Benjamin Graham et le krach de 1929 (1re partie) (avril 2010)

Une idée répandue veut que Benjamin Graham ait développé l’approche d’investissement basé sur la valeur après avoir été ruiné par le krach boursier de 1929. Ce style d’investissement qui l’a rendu célèbre serait en quelque sorte la “leçon” qu’il aurait retenue de la pire déconfiture boursière de l’histoire. Cette histoire a le mérite d’être une belle fable à saveur morale, mais elle ne correspond pas vraiment à la réalité. La lecture des mémoires du doyen de Wall Street nous offre un portrait très éclairant et nettement plus nuancé de l’évolution de ses méthodes d’investissement.

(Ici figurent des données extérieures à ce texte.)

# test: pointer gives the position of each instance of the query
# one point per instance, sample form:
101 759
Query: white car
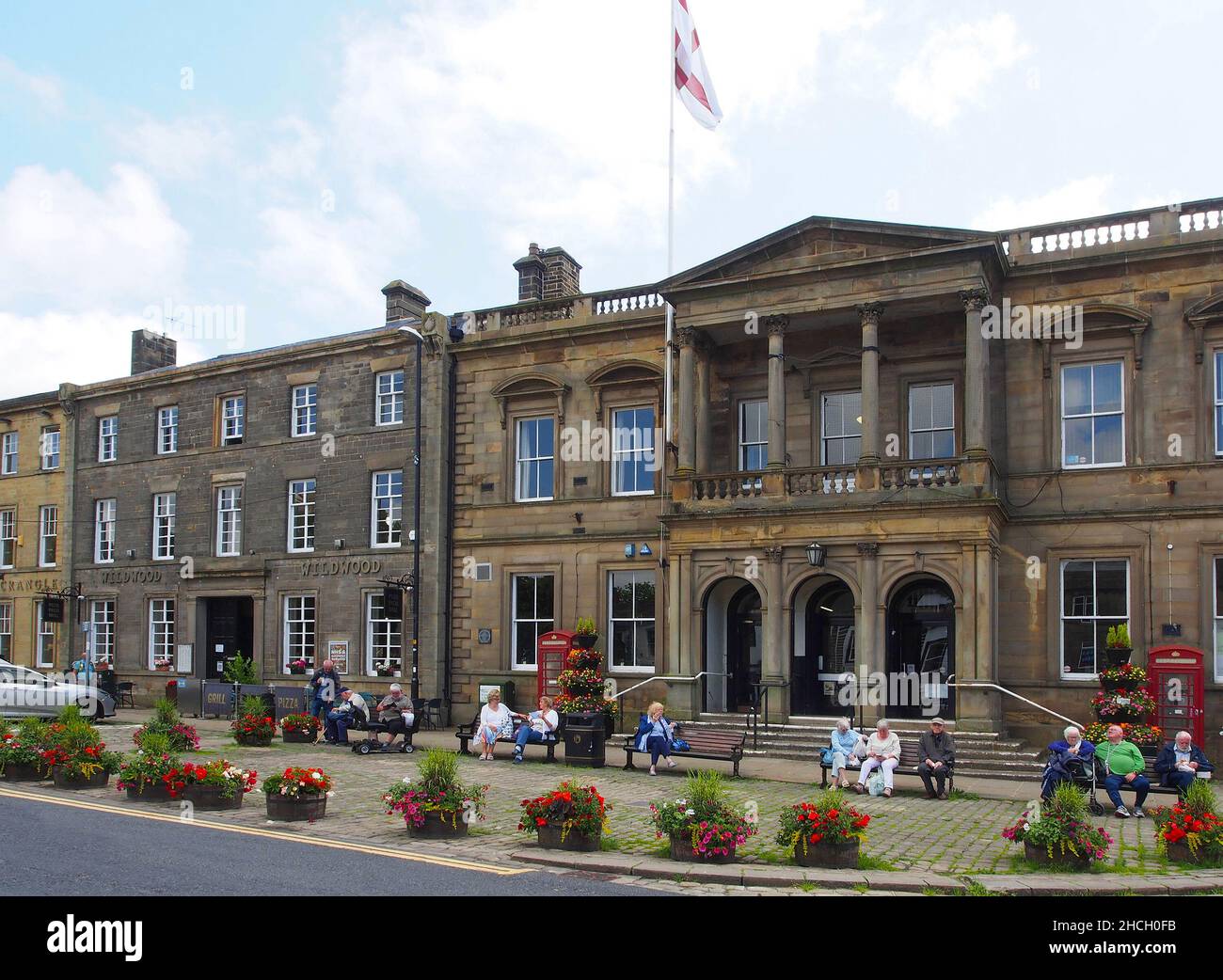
24 692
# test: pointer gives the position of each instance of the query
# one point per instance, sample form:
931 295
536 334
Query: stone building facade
252 503
36 528
985 503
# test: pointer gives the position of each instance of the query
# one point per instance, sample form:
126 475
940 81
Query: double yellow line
382 852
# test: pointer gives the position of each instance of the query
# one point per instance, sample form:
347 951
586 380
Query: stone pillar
868 641
869 315
686 339
775 326
773 665
977 376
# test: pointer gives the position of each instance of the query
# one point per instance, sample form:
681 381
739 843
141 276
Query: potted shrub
702 825
824 833
570 817
1060 833
298 729
1117 645
21 759
214 786
297 795
167 721
586 634
253 726
145 774
1193 831
437 804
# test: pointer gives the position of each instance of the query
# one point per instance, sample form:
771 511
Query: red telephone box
1175 678
550 652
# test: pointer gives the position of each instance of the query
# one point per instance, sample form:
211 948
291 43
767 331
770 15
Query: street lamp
416 522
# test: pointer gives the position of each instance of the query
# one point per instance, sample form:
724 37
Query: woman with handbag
656 735
843 751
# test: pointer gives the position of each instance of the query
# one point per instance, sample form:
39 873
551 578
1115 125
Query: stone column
775 326
686 339
977 376
868 641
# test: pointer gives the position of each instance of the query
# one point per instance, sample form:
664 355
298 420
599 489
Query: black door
921 650
827 654
229 631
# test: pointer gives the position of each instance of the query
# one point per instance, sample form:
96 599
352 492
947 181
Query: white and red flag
691 76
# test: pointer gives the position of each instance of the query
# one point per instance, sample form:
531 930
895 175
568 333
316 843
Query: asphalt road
59 850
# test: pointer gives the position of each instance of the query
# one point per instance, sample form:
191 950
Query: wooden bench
721 747
908 767
466 732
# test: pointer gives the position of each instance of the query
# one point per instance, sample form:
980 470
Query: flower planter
681 850
282 807
436 825
23 772
212 797
842 854
1038 854
62 781
550 840
151 792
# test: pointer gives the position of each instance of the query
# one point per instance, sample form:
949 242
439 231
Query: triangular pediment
819 241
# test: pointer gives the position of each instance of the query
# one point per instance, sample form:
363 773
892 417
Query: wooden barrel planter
1038 854
296 808
681 850
843 854
23 772
151 792
62 781
438 826
550 840
212 797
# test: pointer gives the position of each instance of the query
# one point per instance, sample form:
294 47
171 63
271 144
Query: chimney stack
404 301
153 351
547 274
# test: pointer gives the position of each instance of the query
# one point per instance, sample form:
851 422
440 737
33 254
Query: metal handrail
1018 697
692 680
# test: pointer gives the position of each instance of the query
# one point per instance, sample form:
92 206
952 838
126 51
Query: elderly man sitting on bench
395 711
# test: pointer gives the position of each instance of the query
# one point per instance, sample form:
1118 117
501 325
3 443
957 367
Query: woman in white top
882 751
496 719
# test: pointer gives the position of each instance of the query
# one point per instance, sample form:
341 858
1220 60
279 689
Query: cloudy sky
281 162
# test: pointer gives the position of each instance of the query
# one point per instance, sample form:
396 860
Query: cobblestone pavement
908 832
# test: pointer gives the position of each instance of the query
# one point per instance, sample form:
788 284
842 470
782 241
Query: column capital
777 324
974 298
869 313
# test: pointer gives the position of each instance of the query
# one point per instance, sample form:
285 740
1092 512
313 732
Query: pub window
533 615
1092 416
631 621
298 629
1095 596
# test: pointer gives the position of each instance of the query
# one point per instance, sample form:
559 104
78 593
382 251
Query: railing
728 485
619 697
835 481
932 473
625 301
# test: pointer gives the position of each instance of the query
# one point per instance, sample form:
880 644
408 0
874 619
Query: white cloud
1084 197
61 241
954 68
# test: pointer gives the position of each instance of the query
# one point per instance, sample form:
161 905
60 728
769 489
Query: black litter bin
586 738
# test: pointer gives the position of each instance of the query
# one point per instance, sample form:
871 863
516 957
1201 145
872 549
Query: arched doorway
921 649
734 644
823 649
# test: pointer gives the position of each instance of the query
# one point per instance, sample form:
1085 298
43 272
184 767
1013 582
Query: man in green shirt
1125 765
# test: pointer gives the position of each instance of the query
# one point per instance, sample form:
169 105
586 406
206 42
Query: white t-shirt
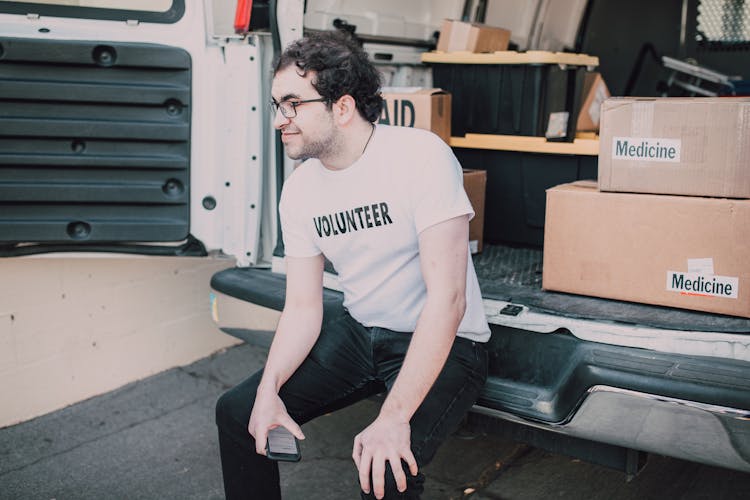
366 220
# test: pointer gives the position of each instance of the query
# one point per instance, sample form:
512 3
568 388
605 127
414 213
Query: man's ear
345 109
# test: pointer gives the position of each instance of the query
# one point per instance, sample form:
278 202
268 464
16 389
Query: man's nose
279 120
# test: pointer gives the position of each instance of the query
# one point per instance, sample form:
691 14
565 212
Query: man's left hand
387 439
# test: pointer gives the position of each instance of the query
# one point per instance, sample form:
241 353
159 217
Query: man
386 206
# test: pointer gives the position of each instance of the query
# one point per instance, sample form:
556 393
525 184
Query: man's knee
233 408
414 485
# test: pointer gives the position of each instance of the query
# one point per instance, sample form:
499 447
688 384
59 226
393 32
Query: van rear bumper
690 407
689 430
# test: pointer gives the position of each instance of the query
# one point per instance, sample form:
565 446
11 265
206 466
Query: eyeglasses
289 108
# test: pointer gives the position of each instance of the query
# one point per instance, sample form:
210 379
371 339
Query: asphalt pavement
156 439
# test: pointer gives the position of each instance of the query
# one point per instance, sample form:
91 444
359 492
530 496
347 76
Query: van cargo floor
514 274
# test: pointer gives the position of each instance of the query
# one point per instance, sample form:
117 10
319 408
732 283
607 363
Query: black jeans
349 362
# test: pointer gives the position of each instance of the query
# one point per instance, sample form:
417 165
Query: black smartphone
282 445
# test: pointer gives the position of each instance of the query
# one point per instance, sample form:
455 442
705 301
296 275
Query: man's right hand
268 413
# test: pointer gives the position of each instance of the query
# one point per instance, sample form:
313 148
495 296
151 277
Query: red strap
242 16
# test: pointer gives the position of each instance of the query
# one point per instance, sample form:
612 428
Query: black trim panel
94 142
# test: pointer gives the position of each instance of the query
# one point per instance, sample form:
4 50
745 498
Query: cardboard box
676 251
696 146
475 184
459 36
418 107
595 92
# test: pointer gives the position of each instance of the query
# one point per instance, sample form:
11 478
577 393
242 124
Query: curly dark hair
341 67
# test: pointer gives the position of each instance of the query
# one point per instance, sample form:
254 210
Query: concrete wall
72 327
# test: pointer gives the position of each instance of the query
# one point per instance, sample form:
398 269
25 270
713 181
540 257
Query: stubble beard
323 147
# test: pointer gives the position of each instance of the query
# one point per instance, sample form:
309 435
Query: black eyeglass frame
276 106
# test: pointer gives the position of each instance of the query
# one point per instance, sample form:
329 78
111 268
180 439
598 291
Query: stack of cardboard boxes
670 221
430 108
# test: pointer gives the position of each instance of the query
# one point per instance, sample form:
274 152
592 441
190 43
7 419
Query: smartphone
282 445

Graham fait ses débuts à Wall Street en 1914 en dépit d’une absence totale de formation financière ou économique. Il fut par contre un étudiant prodigieusement brillant diplômé en mathématique (Phi Beta Kappa) de l’Université Columbia. De son propre avis, son absence de formation en finance lui permet d’avoir un oeil neuf sur les choses et de résoudre les problèmes de façon créative. C’est à cette époque que les sociétés inscrites en Bourse commencent à fournir des informations sur leurs activités à leurs actionnaires ainsi qu’aux différents organismes réglementaires du gouvernement. Graham est donc l’un des premiers analystes à étudier ces données alors que ses collègues plus âgés sont “déformés” par les vieilles pratiques de Wall Street et investissent encore sur la base de rumeurs et d’informations privilégiées.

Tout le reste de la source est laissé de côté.